Au moment où les fractures géopolitiques s’accentuent et où la planète cherche de nouveaux mécanismes de stabilité, Faure Gnassingbé a réaffirmé ses convictions sur la paix, la sécurité et la nécessité d’un partenariat rénové entre l’Afrique et l’Europe. Invité au septième sommet UE-UA à Luanda le lundi 24 novembre 2025, le Président du Conseil togolais a livré un plaidoyer tourné vers une coopération internationale fondée sur la confiance et l’efficacité.

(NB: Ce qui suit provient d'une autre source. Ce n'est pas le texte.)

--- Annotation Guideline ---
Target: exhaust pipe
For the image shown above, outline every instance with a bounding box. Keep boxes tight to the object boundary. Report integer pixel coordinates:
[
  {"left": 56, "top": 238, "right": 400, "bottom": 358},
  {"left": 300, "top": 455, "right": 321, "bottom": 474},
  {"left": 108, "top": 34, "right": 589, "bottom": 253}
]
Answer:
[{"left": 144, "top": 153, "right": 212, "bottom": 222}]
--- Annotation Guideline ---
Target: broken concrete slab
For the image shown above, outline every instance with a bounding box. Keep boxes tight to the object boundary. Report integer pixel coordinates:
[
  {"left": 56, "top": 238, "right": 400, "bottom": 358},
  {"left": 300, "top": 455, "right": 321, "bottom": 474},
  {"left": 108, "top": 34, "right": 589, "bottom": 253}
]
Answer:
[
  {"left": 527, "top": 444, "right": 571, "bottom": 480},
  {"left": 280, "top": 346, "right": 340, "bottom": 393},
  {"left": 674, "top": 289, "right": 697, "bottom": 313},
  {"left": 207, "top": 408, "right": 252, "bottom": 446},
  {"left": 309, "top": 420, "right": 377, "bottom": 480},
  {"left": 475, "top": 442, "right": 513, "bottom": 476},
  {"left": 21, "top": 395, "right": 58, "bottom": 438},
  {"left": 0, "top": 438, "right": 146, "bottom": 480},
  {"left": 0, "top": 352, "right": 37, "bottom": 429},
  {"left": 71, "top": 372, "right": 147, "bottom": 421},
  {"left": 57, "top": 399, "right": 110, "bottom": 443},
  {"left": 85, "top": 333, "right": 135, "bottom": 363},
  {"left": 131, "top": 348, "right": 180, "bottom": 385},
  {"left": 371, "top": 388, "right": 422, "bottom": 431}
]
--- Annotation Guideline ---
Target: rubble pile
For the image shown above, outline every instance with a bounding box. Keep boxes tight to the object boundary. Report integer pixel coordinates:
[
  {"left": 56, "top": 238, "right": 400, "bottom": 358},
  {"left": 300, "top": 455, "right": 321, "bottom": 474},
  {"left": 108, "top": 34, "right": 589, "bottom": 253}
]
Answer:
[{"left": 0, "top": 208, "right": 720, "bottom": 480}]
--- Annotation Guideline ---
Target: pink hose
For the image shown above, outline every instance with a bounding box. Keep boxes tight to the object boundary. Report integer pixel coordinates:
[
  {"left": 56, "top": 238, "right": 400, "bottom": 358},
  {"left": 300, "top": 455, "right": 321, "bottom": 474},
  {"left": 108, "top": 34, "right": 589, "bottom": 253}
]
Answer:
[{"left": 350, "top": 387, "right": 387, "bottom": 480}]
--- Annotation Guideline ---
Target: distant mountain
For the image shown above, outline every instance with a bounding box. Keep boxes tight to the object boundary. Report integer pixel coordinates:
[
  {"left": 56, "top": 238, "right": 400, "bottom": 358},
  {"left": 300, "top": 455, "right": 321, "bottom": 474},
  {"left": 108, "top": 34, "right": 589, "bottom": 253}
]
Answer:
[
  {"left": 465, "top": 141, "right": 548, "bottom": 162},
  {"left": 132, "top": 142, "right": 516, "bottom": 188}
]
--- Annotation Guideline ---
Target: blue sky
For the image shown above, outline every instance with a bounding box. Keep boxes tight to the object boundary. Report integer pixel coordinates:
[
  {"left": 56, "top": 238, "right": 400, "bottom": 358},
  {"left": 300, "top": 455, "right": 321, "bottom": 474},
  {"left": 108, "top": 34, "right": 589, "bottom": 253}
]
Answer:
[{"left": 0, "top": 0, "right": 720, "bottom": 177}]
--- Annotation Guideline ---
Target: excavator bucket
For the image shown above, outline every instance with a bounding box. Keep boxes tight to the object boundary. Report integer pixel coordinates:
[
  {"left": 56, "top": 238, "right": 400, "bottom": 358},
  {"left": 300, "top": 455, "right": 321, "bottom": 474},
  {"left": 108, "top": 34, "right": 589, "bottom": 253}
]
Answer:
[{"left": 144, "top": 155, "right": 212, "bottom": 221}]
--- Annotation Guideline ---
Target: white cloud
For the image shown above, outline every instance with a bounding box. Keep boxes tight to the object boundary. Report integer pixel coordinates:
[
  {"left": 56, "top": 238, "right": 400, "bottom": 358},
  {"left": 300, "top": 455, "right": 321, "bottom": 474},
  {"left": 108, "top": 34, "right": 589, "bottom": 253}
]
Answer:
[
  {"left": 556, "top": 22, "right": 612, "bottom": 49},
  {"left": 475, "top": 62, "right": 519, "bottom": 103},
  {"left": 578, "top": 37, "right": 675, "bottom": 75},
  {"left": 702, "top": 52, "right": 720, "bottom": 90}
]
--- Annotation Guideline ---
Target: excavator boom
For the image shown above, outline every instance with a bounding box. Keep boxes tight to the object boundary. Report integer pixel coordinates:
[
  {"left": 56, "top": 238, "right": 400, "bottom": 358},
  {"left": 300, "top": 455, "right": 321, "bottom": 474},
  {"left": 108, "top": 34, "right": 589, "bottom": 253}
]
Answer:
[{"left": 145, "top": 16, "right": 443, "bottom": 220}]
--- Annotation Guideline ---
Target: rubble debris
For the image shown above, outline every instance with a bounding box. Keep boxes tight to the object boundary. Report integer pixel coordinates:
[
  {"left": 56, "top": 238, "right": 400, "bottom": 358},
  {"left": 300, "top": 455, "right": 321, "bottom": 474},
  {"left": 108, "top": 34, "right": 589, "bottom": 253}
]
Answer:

En intervenant devant les dirigeants africains et européens, Faure Gnassingbé a rappelé qu’aucune nation ne peut plus envisager son avenir de manière isolée. Les interdépendances sont désormais trop profondes pour que l’Afrique et l’Europe continuent d’agir en parallèle.
« La sécurité africaine et la sécurité européenne sont indissociables », a-t-il martelé, estimant que la paix n’est plus un acquis mais un combat quotidien que les deux continents doivent mener ensemble. Ce message, le dirigeant togolais le porte de manière récurrente depuis plusieurs années, mais il prend une résonance particulière dans un contexte marqué par l’extension des foyers d’instabilité et la fragmentation du système international.
Faure Gnassingbé a structuré son intervention autour de trois priorités qui, selon lui, doivent guider la refondation du partenariat entre les deux unions. La première consiste à reconnaître la paix et la sécurité comme un bien public mondial dont l’Afrique assume la responsabilité première.
Pour le Président du Conseil, la stabilité du continent conditionne celle du reste du monde et doit, à ce titre, être financée comme telle. Il plaide pour une approche où la sécurité ne serait plus importée, mais pensée localement, en fonction des réalités et des institutions régionales.
Cette vision renvoie aux efforts engagés par plusieurs organisations continentales, de la CEDEAO à l’Union africaine, qui peinent toutefois à obtenir les financements pérennes nécessaires pour lutter efficacement contre le terrorisme ou les conflits internes.
Sa deuxième proposition porte sur la nécessité urgente de rénover le multilatéralisme. Selon le dirigeant togolais, l’architecture actuelle, héritée du XXᵉ siècle, ne reflète plus les équilibres contemporains et risque d’être contournée si elle n’est pas réformée. « Nous ne défendons pas le multilatéralisme par nostalgie, mais par nécessité », a-t-il insisté, soulignant que l’Europe a tout intérêt à préserver un système régi par des règles. Cette position s’inscrit dans les débats internationaux autour de la gouvernance globale, au moment où les puissances émergentes réclament une représentation accrue et où les institutions traditionnelles peinent à incarner le consensus.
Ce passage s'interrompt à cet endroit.